Hong Kong, Singapore, Australia, New Zealand, Switzerland, Canada, Denmark, and even Ireland have leapfrogged over the US with respect to economic freedoms, measured by the Heritage Foundation’s 2011 index of Economic Freedom, in accordance with “10 measures that evaluate openness, the rule of law, and competitiveness.
I confess to finding the Heritages’ indices of “individual empowerment, non-discimination [sic], and the promotion of competition” a little vague, if not statist, as they all presuppose a central authority that acts to “empower,” police discrimination, and “promote” competition.
The Canadian Fraser Institute actually considers parameters like the “Size of Government, Legal Structure, Security of Property Rights, Access to Sound Money, Freedom to Trade Internationally, Regulation of Credit, Labor, and Business—all recognizable as fundamental to economic freedom.
You know that American freedoms are on the wane when the very constructs our intellectuals use to measure those freedom are, well, so veiled and politically correct.
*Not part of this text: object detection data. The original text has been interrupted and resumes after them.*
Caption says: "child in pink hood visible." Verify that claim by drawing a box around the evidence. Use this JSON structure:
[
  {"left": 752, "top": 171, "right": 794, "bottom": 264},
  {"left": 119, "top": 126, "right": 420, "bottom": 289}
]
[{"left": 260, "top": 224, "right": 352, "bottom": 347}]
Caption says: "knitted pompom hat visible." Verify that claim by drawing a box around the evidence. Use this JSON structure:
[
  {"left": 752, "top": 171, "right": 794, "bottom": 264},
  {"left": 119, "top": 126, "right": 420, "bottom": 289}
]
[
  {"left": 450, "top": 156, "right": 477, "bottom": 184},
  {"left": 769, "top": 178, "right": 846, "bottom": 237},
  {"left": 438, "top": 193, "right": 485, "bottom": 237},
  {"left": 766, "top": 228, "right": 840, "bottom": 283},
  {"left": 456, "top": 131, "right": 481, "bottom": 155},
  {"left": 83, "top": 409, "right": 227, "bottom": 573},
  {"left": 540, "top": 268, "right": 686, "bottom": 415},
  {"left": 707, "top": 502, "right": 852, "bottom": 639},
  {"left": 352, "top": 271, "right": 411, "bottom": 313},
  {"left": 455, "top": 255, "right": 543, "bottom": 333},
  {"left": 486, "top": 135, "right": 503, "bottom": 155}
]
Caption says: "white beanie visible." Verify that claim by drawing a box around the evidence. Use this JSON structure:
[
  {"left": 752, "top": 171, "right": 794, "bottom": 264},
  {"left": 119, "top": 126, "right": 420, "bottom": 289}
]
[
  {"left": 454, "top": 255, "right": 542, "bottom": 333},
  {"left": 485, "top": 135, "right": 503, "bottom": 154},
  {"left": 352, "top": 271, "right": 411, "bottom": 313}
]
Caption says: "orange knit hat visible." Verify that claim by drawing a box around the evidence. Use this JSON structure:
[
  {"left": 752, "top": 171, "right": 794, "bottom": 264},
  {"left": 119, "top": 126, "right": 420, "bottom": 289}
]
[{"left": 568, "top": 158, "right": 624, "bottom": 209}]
UPDATE: RELATIVE ECONOMIC FREEDOMS. Ingemar, these indices are relative. Ireland is not free, not by a long shot. Neither are we. According to the Heritage Foundation, Ireland is economically freer than the US. What you need to take away from this, vis-a-vis the US, is the following: If a think tank that is prone to American boosterism rates Ireland, which is bankrupt, higher than America—we are in bad shape. But then you already knew that.